Dans cet avis, le JDP reconnaît la plainte des associations comme partiellement fondée. Selon lui, "d’une part, la publicité en cause indique, au titre de la « Compétitivité », que « Grâce au nucléaire, le kWh en France est en moyenne 40% moins cher que dans les autres pays européens ». Ni la page litigieuse, ni les documents auxquels elle donne accès, ni les observations présentées par EDF ne permettent de comprendre l’origine de ce chiffre, le périmètre des « pays européens » pris en compte, et la méthodologie de calcul utilisée. Au surplus, le Jury n’est pas parvenu à identifier une source publiquement accessible faisant état d’un tel écart de prix au bénéfice du consommateur français. A titre d’exemple, la publication du ministère de la transition écologique de juin 2021 intitulée « Prix de l’électricité en France et dans l’Union européenne en 2020 » indique que « Le prix en France reste de 13 % inférieur à la moyenne de l’Union européenne, mais cet écart, qui était de 32 % en 2008, se réduit à nouveau ». Eu égard aux éléments dont il dispose, le Jury ne peut considérer l’allégation litigieuse comme justifiée. D’autre part, l’allégation « Respect du climat : L’électricité produite à partir du nucléaire n’émet pas de CO2 » laisse entendre au consommateur que la production d’énergie nucléaire n’impliquerait aucune émission de dioxyde de carbone, y compris en tenant compte de l’ensemble du cycle de vie. Or comme l’a relevé le Jury dans son avis 373/15, il ne peut être prétendu que la totalité de l’électricité produite par les centrales nucléaires n’implique aucune émission de ce gaz. Il ressort ainsi du document « Le nucléaire d’EDF en France, c’est quoi ? » auquel renvoie la page du site internet en cause que le nucléaire produirait en émissions directes environ 12 g de CO2 / kWh, soit autant que les énergies renouvelables, « hors analyse du cycle de vie des moyens de production et des combustibles fossiles ». La formule litigieuse est donc de nature à induire en erreur le public sur la réalité des émissions de CO2 liées à l’énergie nucléaire".
[1] - Disponibilité ? Pourtant, le réseau électrique est actuellement en tension, la crise sanitaire ayant bousculé le calendrier d’arrêt pour maintenance des réacteurs
▸ Compétitivité, alors que l’AIE [https://www.iea.org/reports/renewables-2020] reconnaît que les énergies renouvelables sont maintenant l’option la moins chère dans la quasi-totalité du monde ?
▸ Prétendre que le nucléaire n’émettrait « pas de CO2 » relève de la pensée magique et revient à occulter les émissions liées à l’extraction de l’uranium. EDF le sait et a d’ailleurs été condamnée pour cela !
▸ Les contrôles dans les installations nucléaires n’empêchent pas des violations régulières des règles de sûreté ; et comment une industrie peut-elle être considérée comme sûre alors que l’Autorité de sûreté prépare des plans pour le « post-accidentel » ?
▸ Surtout, comment la France peut-elle jouir d’une indépendance énergétique grâce au nucléaire alors que sa dernière mine a fermé en 2001 et que tout le minerai est importé (Niger, Kazakhstan…) ? N’y a-t-il pas là un raisonnement néocolonialiste ?
[2] Compte-rendu d’audience :
Après que les associations aient rappelé les règles déontologiques publicitaires qu’elles estimaient violées, l’avocat d’EDF, Me Potot, a pris la parole.
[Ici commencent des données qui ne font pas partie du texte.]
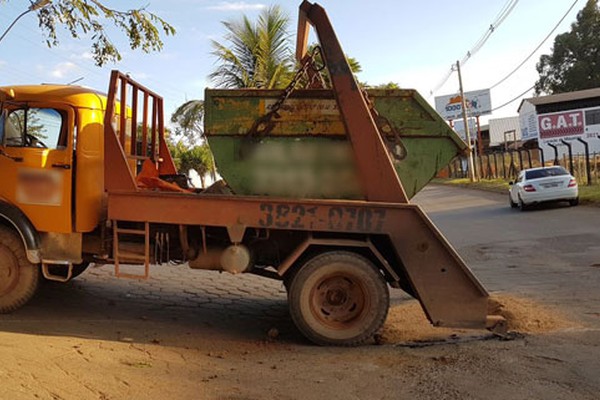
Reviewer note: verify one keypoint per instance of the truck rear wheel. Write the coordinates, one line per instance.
(19, 278)
(338, 298)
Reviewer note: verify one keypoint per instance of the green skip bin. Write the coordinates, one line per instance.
(303, 151)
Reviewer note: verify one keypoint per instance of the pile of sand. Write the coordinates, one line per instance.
(407, 323)
(526, 316)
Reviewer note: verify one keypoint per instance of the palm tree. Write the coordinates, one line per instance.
(256, 55)
(189, 117)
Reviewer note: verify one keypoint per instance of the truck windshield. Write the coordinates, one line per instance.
(34, 127)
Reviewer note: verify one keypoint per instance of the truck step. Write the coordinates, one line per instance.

D’après EDF, cette page Internet ne constitue pas une publicité, mais une communication institutionnelle. Il s’agit du point de vue d’EDF sur ses activités pour les internautes qui souhaitent le lire. Chaque élément de la page a une réponse circonstanciée sur le site. Donc aucun des griefs évoqués n’est fondé.
Une des membres du JDP a demandé à l’avocat d’EDF si, selon son raisonnement, cela signifiait donc que ce qui était dit par EDF sur son site Internet ne serait pas soumis aux règles déontologiques. Me Potot a répondu que les règles déontologiques publicitaires n’étaient pas les seules règles à appliquer et qu’il y avait notamment les règles de propriété intellectuelle. Roseline Desjuzeur d’EDF a ajouté que l’on ne pouvait pas analyser toutes les pages de leur site Internet uniquement sous l’angle des règles déontologiques. Enfin, le président du JDP a demandé aux associations si leur plainte visait bien uniquement la page Internet "Nucléaire : une énergie nécessaire". Ce qui était le cas.